Until the 21st century, genome scans for pedigree data relied on the use of microsatellite markers to localize disease/trait susceptibility genes . Currently, for linkage studies, single nucleotide polymorphisms (SNPs) are rapidly replacing microsatellite markers for whole genome scans and fine mapping due to the development of automated large-scale genotyping technologies which facilitate inexpensive and rapid genotyping of SNP marker loci. Additional advantages of SNP marker loci are their low mutation rates and high density across the genome.
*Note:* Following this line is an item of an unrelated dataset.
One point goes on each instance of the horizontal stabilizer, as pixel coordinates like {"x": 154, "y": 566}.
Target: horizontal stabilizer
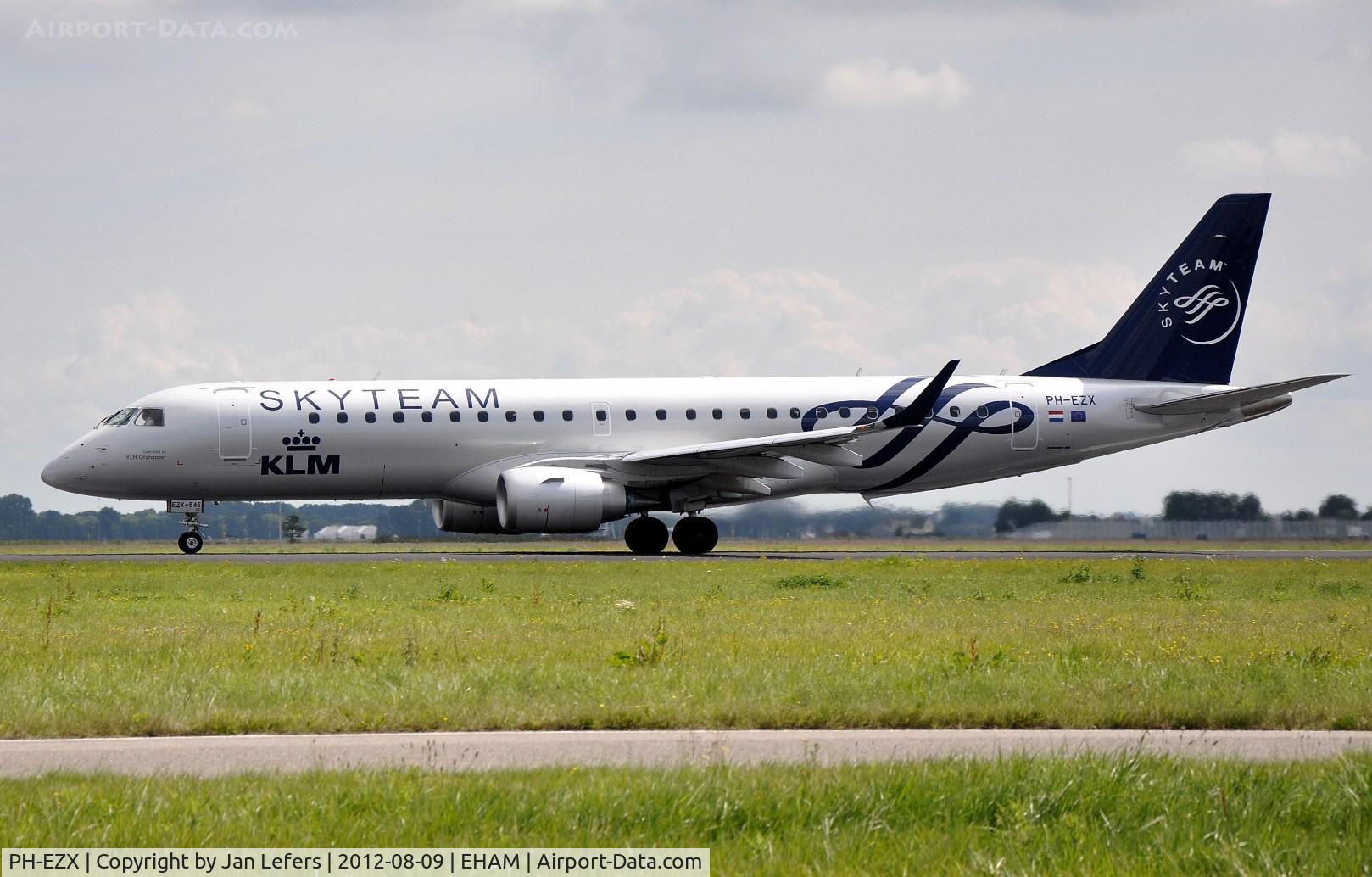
{"x": 1228, "y": 399}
However, since SNPs are diallelic, their informativeness is usually lower than that of microsatellite markers, with the highest heterozygosity (H) = 0.5 and Polymorphism Information Content (PIC) = 0.375. Due to the lower heterozygosity, denser maps of SNP loci are necessary for genome scans. At present two commercially produced panels of SNP markers are commonly used for linkage genome scans: the Illumina panel with 6,056 SNP marker loci  and the Affymetrix panel with 10,204 SNP marker loci . The information content of both of these panels surpasses the information content of the commonly used panel of 400 microsatellite markers spaced approximately every 10 cM . Owing to the decreasing cost of SNP genotyping, a new trend is to genotype panels developed for whole-genome scan association studies for linkage studies; these panels can contain >500,000 SNP marker loci. Due to the density of the SNP markers used for genome scans, there can be considerable linkage disequilibrium (LD) between neighboring marker loci. In contrast, the amount of intermarker LD is negligible for genome scan microsatellite panels. Due to their low heterozygosity, for the analysis of SNP marker loci, multipoint analysis is almost always carried out in order to increase informativeness of the marker loci and thereby enhance the power of a given data set.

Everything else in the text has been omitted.